Let’s all admit it: one of the most powerful draws to a college campus is the campus tour. It is a massive swaying point in many people’s college decisions, and USC capitalizes on that fact by making tour guides the best they possibly can be.
That’s why I’m here, and that’s why I applied to be a Student Ambassador for the Admission Center… on top of being a Viterbi Ambassador as well.
Albeit a hectic job, working with prospective students is a lot of fun. Obviously the best part of the job is giving tours, where I get to let my personality shine while showing prospective students around campus (and of course incorporating some terrible jokes along the way). I’ve given tours to people from all over the world, ranging from South Los Angeles to India.

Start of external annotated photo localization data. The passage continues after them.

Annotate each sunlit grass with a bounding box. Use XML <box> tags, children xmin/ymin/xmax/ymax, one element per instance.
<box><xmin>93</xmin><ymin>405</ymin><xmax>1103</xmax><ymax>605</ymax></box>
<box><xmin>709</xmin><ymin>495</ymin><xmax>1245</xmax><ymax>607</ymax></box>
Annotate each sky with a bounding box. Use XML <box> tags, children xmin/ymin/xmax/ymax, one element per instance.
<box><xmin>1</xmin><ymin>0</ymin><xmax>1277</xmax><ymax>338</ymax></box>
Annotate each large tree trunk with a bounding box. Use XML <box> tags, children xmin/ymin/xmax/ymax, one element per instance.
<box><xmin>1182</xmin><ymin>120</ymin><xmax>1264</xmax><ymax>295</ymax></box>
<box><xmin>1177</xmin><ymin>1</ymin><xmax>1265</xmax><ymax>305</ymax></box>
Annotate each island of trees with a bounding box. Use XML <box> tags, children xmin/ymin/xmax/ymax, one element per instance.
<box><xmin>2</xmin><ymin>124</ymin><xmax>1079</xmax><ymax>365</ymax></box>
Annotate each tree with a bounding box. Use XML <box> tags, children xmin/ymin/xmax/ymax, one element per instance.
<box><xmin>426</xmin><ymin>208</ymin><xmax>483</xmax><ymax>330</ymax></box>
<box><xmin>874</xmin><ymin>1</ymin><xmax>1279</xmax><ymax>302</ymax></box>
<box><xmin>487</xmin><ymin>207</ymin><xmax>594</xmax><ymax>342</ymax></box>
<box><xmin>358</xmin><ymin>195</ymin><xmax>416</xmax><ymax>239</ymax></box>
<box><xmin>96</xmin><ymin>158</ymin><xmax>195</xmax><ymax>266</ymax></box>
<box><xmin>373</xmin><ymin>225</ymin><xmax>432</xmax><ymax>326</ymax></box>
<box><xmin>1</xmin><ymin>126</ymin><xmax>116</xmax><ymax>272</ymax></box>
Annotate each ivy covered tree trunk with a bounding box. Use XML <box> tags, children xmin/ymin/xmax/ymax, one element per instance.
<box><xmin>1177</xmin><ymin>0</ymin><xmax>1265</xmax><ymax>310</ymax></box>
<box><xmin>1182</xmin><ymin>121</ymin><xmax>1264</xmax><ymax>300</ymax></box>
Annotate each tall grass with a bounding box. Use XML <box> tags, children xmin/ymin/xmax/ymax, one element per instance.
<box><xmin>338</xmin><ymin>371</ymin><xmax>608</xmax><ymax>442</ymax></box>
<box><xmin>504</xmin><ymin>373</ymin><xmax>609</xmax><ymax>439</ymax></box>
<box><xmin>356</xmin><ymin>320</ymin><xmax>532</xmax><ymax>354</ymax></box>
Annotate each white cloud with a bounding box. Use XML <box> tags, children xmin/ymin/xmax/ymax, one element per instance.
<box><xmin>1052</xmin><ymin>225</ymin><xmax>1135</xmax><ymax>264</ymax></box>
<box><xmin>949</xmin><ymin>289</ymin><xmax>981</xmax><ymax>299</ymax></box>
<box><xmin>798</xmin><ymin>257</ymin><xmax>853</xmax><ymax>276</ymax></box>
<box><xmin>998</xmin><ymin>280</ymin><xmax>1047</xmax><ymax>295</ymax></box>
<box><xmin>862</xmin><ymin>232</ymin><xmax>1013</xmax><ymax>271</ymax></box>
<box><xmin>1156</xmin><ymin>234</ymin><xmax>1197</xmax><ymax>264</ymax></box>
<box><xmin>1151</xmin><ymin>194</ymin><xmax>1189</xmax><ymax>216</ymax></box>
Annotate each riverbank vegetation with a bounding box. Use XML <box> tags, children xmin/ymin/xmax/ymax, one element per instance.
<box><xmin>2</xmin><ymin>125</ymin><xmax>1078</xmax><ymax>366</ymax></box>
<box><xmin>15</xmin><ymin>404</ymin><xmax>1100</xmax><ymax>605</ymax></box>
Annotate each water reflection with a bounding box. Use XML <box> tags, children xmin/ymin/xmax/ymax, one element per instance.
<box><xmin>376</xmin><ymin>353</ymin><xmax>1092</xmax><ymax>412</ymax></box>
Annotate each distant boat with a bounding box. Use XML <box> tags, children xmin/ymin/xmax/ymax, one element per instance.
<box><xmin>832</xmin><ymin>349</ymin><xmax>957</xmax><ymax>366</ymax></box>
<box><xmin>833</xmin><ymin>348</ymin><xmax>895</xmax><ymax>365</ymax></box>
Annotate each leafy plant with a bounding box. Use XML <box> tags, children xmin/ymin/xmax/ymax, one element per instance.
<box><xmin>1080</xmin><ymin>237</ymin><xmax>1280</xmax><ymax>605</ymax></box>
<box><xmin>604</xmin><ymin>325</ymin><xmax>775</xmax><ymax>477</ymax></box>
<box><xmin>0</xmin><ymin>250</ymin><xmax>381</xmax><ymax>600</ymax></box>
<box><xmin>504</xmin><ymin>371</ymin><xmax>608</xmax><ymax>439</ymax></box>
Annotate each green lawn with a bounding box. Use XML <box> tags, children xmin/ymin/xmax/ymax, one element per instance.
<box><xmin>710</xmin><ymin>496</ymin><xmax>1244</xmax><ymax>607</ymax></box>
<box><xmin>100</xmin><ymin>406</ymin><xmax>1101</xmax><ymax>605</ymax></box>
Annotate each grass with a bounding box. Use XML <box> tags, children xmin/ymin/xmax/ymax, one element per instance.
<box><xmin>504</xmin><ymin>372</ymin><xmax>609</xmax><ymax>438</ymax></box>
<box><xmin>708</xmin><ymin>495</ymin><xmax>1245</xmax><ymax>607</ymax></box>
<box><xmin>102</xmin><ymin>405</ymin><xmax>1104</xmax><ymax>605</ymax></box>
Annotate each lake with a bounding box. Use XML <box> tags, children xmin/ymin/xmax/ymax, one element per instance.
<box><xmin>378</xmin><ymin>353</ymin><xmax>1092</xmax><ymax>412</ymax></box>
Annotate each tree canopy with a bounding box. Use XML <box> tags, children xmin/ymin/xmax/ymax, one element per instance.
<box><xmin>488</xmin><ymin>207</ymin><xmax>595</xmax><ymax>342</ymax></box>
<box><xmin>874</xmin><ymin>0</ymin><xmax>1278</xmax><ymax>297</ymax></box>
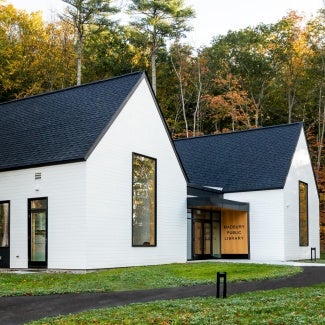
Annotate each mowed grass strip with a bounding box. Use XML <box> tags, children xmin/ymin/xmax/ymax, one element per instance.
<box><xmin>29</xmin><ymin>283</ymin><xmax>325</xmax><ymax>325</ymax></box>
<box><xmin>0</xmin><ymin>263</ymin><xmax>301</xmax><ymax>296</ymax></box>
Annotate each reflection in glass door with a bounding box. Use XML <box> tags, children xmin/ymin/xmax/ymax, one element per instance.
<box><xmin>203</xmin><ymin>223</ymin><xmax>211</xmax><ymax>254</ymax></box>
<box><xmin>28</xmin><ymin>198</ymin><xmax>47</xmax><ymax>268</ymax></box>
<box><xmin>31</xmin><ymin>212</ymin><xmax>46</xmax><ymax>262</ymax></box>
<box><xmin>192</xmin><ymin>210</ymin><xmax>221</xmax><ymax>260</ymax></box>
<box><xmin>194</xmin><ymin>222</ymin><xmax>202</xmax><ymax>255</ymax></box>
<box><xmin>193</xmin><ymin>221</ymin><xmax>212</xmax><ymax>258</ymax></box>
<box><xmin>0</xmin><ymin>201</ymin><xmax>10</xmax><ymax>268</ymax></box>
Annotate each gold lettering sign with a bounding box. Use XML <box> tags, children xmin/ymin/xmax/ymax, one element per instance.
<box><xmin>221</xmin><ymin>210</ymin><xmax>248</xmax><ymax>254</ymax></box>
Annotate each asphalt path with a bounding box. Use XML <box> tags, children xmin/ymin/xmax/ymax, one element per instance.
<box><xmin>0</xmin><ymin>266</ymin><xmax>324</xmax><ymax>325</ymax></box>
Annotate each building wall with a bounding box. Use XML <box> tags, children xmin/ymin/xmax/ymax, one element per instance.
<box><xmin>283</xmin><ymin>129</ymin><xmax>320</xmax><ymax>260</ymax></box>
<box><xmin>225</xmin><ymin>189</ymin><xmax>285</xmax><ymax>260</ymax></box>
<box><xmin>0</xmin><ymin>163</ymin><xmax>87</xmax><ymax>269</ymax></box>
<box><xmin>85</xmin><ymin>78</ymin><xmax>188</xmax><ymax>269</ymax></box>
<box><xmin>225</xmin><ymin>129</ymin><xmax>320</xmax><ymax>261</ymax></box>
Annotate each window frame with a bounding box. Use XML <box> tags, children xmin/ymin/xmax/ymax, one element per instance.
<box><xmin>28</xmin><ymin>197</ymin><xmax>48</xmax><ymax>268</ymax></box>
<box><xmin>298</xmin><ymin>181</ymin><xmax>309</xmax><ymax>247</ymax></box>
<box><xmin>0</xmin><ymin>201</ymin><xmax>10</xmax><ymax>248</ymax></box>
<box><xmin>132</xmin><ymin>152</ymin><xmax>157</xmax><ymax>247</ymax></box>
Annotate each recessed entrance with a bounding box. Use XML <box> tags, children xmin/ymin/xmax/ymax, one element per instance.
<box><xmin>192</xmin><ymin>210</ymin><xmax>221</xmax><ymax>259</ymax></box>
<box><xmin>191</xmin><ymin>208</ymin><xmax>249</xmax><ymax>260</ymax></box>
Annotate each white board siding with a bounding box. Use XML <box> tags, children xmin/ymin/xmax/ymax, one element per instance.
<box><xmin>225</xmin><ymin>190</ymin><xmax>285</xmax><ymax>260</ymax></box>
<box><xmin>85</xmin><ymin>78</ymin><xmax>187</xmax><ymax>269</ymax></box>
<box><xmin>283</xmin><ymin>129</ymin><xmax>320</xmax><ymax>260</ymax></box>
<box><xmin>225</xmin><ymin>129</ymin><xmax>320</xmax><ymax>262</ymax></box>
<box><xmin>0</xmin><ymin>163</ymin><xmax>87</xmax><ymax>269</ymax></box>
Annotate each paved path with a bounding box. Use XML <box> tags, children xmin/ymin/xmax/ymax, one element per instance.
<box><xmin>0</xmin><ymin>266</ymin><xmax>324</xmax><ymax>325</ymax></box>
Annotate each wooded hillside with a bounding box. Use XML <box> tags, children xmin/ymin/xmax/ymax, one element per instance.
<box><xmin>1</xmin><ymin>1</ymin><xmax>324</xmax><ymax>251</ymax></box>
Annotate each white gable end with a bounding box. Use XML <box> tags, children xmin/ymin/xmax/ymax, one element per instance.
<box><xmin>85</xmin><ymin>78</ymin><xmax>187</xmax><ymax>268</ymax></box>
<box><xmin>225</xmin><ymin>128</ymin><xmax>320</xmax><ymax>261</ymax></box>
<box><xmin>283</xmin><ymin>129</ymin><xmax>320</xmax><ymax>260</ymax></box>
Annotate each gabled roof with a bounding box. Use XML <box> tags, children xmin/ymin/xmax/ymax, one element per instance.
<box><xmin>174</xmin><ymin>123</ymin><xmax>303</xmax><ymax>193</ymax></box>
<box><xmin>0</xmin><ymin>71</ymin><xmax>145</xmax><ymax>172</ymax></box>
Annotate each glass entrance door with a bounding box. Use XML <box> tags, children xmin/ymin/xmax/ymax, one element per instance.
<box><xmin>192</xmin><ymin>210</ymin><xmax>221</xmax><ymax>260</ymax></box>
<box><xmin>28</xmin><ymin>198</ymin><xmax>47</xmax><ymax>268</ymax></box>
<box><xmin>193</xmin><ymin>221</ymin><xmax>212</xmax><ymax>258</ymax></box>
<box><xmin>0</xmin><ymin>201</ymin><xmax>10</xmax><ymax>268</ymax></box>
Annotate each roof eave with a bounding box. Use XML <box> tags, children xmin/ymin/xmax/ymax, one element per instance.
<box><xmin>0</xmin><ymin>158</ymin><xmax>86</xmax><ymax>173</ymax></box>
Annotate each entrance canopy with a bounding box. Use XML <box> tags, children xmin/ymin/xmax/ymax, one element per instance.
<box><xmin>187</xmin><ymin>184</ymin><xmax>250</xmax><ymax>259</ymax></box>
<box><xmin>187</xmin><ymin>184</ymin><xmax>249</xmax><ymax>212</ymax></box>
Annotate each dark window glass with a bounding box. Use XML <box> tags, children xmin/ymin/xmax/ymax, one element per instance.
<box><xmin>132</xmin><ymin>153</ymin><xmax>156</xmax><ymax>246</ymax></box>
<box><xmin>29</xmin><ymin>198</ymin><xmax>47</xmax><ymax>264</ymax></box>
<box><xmin>299</xmin><ymin>181</ymin><xmax>308</xmax><ymax>246</ymax></box>
<box><xmin>30</xmin><ymin>199</ymin><xmax>47</xmax><ymax>210</ymax></box>
<box><xmin>0</xmin><ymin>202</ymin><xmax>9</xmax><ymax>247</ymax></box>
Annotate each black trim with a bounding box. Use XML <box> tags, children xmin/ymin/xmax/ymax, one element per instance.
<box><xmin>188</xmin><ymin>196</ymin><xmax>249</xmax><ymax>211</ymax></box>
<box><xmin>28</xmin><ymin>197</ymin><xmax>48</xmax><ymax>268</ymax></box>
<box><xmin>299</xmin><ymin>181</ymin><xmax>309</xmax><ymax>247</ymax></box>
<box><xmin>190</xmin><ymin>207</ymin><xmax>250</xmax><ymax>261</ymax></box>
<box><xmin>132</xmin><ymin>153</ymin><xmax>157</xmax><ymax>247</ymax></box>
<box><xmin>0</xmin><ymin>158</ymin><xmax>85</xmax><ymax>173</ymax></box>
<box><xmin>221</xmin><ymin>254</ymin><xmax>249</xmax><ymax>259</ymax></box>
<box><xmin>84</xmin><ymin>72</ymin><xmax>146</xmax><ymax>160</ymax></box>
<box><xmin>0</xmin><ymin>201</ymin><xmax>10</xmax><ymax>268</ymax></box>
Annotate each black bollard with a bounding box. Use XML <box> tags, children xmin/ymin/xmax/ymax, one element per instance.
<box><xmin>216</xmin><ymin>272</ymin><xmax>227</xmax><ymax>298</ymax></box>
<box><xmin>311</xmin><ymin>247</ymin><xmax>316</xmax><ymax>261</ymax></box>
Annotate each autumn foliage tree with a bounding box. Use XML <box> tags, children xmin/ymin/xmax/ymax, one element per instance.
<box><xmin>0</xmin><ymin>2</ymin><xmax>76</xmax><ymax>100</ymax></box>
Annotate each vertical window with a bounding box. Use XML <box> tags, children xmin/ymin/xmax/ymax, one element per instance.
<box><xmin>132</xmin><ymin>153</ymin><xmax>157</xmax><ymax>246</ymax></box>
<box><xmin>299</xmin><ymin>181</ymin><xmax>308</xmax><ymax>246</ymax></box>
<box><xmin>28</xmin><ymin>198</ymin><xmax>48</xmax><ymax>267</ymax></box>
<box><xmin>0</xmin><ymin>201</ymin><xmax>9</xmax><ymax>247</ymax></box>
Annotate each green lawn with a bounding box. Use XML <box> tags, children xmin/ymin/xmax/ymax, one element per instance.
<box><xmin>29</xmin><ymin>283</ymin><xmax>325</xmax><ymax>324</ymax></box>
<box><xmin>298</xmin><ymin>252</ymin><xmax>325</xmax><ymax>263</ymax></box>
<box><xmin>0</xmin><ymin>262</ymin><xmax>301</xmax><ymax>297</ymax></box>
<box><xmin>3</xmin><ymin>262</ymin><xmax>323</xmax><ymax>324</ymax></box>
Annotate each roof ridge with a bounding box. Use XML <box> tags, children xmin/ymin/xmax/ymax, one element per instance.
<box><xmin>174</xmin><ymin>122</ymin><xmax>303</xmax><ymax>142</ymax></box>
<box><xmin>0</xmin><ymin>71</ymin><xmax>145</xmax><ymax>106</ymax></box>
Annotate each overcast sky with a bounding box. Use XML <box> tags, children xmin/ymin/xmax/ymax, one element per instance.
<box><xmin>6</xmin><ymin>0</ymin><xmax>324</xmax><ymax>46</ymax></box>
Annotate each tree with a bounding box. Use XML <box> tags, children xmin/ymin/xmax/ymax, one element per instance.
<box><xmin>60</xmin><ymin>0</ymin><xmax>118</xmax><ymax>85</ymax></box>
<box><xmin>203</xmin><ymin>74</ymin><xmax>254</xmax><ymax>132</ymax></box>
<box><xmin>82</xmin><ymin>25</ymin><xmax>149</xmax><ymax>83</ymax></box>
<box><xmin>306</xmin><ymin>9</ymin><xmax>325</xmax><ymax>179</ymax></box>
<box><xmin>269</xmin><ymin>11</ymin><xmax>313</xmax><ymax>124</ymax></box>
<box><xmin>128</xmin><ymin>0</ymin><xmax>194</xmax><ymax>94</ymax></box>
<box><xmin>0</xmin><ymin>2</ymin><xmax>78</xmax><ymax>101</ymax></box>
<box><xmin>169</xmin><ymin>42</ymin><xmax>203</xmax><ymax>137</ymax></box>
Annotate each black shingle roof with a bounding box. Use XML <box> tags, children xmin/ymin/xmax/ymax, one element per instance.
<box><xmin>0</xmin><ymin>71</ymin><xmax>144</xmax><ymax>171</ymax></box>
<box><xmin>174</xmin><ymin>123</ymin><xmax>303</xmax><ymax>193</ymax></box>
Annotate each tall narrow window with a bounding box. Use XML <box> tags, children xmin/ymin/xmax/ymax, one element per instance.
<box><xmin>0</xmin><ymin>202</ymin><xmax>9</xmax><ymax>247</ymax></box>
<box><xmin>299</xmin><ymin>181</ymin><xmax>308</xmax><ymax>246</ymax></box>
<box><xmin>28</xmin><ymin>198</ymin><xmax>48</xmax><ymax>267</ymax></box>
<box><xmin>132</xmin><ymin>153</ymin><xmax>157</xmax><ymax>246</ymax></box>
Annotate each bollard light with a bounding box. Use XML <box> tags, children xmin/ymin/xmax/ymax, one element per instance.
<box><xmin>216</xmin><ymin>272</ymin><xmax>227</xmax><ymax>298</ymax></box>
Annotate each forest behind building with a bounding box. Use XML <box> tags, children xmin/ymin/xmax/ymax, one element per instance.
<box><xmin>0</xmin><ymin>0</ymin><xmax>324</xmax><ymax>250</ymax></box>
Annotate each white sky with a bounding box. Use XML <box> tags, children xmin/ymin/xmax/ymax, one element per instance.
<box><xmin>5</xmin><ymin>0</ymin><xmax>324</xmax><ymax>47</ymax></box>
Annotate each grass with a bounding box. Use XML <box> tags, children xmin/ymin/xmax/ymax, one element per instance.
<box><xmin>29</xmin><ymin>283</ymin><xmax>325</xmax><ymax>324</ymax></box>
<box><xmin>297</xmin><ymin>252</ymin><xmax>325</xmax><ymax>264</ymax></box>
<box><xmin>0</xmin><ymin>262</ymin><xmax>301</xmax><ymax>297</ymax></box>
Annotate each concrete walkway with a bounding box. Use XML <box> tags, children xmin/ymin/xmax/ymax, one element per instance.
<box><xmin>0</xmin><ymin>265</ymin><xmax>324</xmax><ymax>325</ymax></box>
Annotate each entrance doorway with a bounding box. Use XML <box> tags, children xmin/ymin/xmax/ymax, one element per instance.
<box><xmin>191</xmin><ymin>208</ymin><xmax>249</xmax><ymax>260</ymax></box>
<box><xmin>0</xmin><ymin>201</ymin><xmax>10</xmax><ymax>268</ymax></box>
<box><xmin>192</xmin><ymin>210</ymin><xmax>221</xmax><ymax>259</ymax></box>
<box><xmin>28</xmin><ymin>198</ymin><xmax>48</xmax><ymax>268</ymax></box>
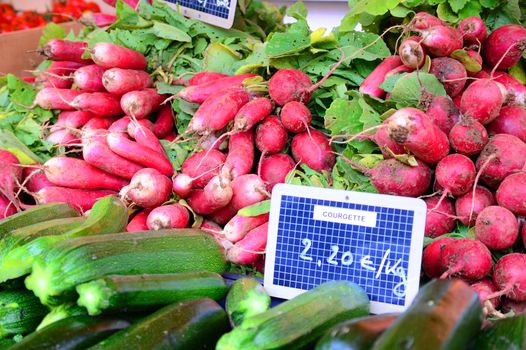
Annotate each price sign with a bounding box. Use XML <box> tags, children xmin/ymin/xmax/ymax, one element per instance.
<box><xmin>264</xmin><ymin>184</ymin><xmax>426</xmax><ymax>314</ymax></box>
<box><xmin>161</xmin><ymin>0</ymin><xmax>237</xmax><ymax>29</ymax></box>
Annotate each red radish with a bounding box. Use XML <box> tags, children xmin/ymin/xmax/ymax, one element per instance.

One of the least mentioned parts of becoming a Student Ambassador is the training process. To be a USC Tour Guide, you have to undergo a 15 week training process that involves weekly quizzes, a 22 page written final, a presentation approval, and three separate tour approvals. During the time as a trainee, I spent 7 hours per week in the office (either working, taking quizzes, or being trained), and multiple hours outside the office either practicing my tour with coworkers or memorizing a staggering amount of information about every professional school at USC. But the payoff is definitely noticeable: not only do I know about some of the lesser known (yet absolutely amazing) programs on our campus, but I also can navigate this campus forwards and backwards, taking both the scenic and quickest routes. I get to watch prospective students look around our campus somewhat in awe, internalizing the information I’m spewing at a rapid-fire pace, all the while becoming excited about the idea of life at a university in general. I have made some of my closest friends through the job and often take quick excursions to the ice cream shop Salt & Straw (which has become an Admission Center tradition), or weekend trips to places like Lake Arrowhead or Dockweiler State Beach.
It is very daunting on paper, but the reward is absolutely worth it. When giving a tour, you can tell when you connect with a prospective student or when their eyes light up and they think they’ve found their future home. On so many occasions, I have had my freshmen friends ask me to thank their tour guides for convincing them to come to USC, and I am looking forward to experiencing that starting in the fall semester. This past week, I had a guest from my first ever tour come up to me and thank me for helping them find their home for the next four years…there is no experience that is more humbling or heartwarming.
If you are like myself and found yourself personally touched or impacted by a college tour you took, I’d recommend applying to become a tour guide. Not only do you have the amazing opportunity to give back to prospective students, but you will also meet some of the zaniest, funniest, and most passionate students the university has to offer.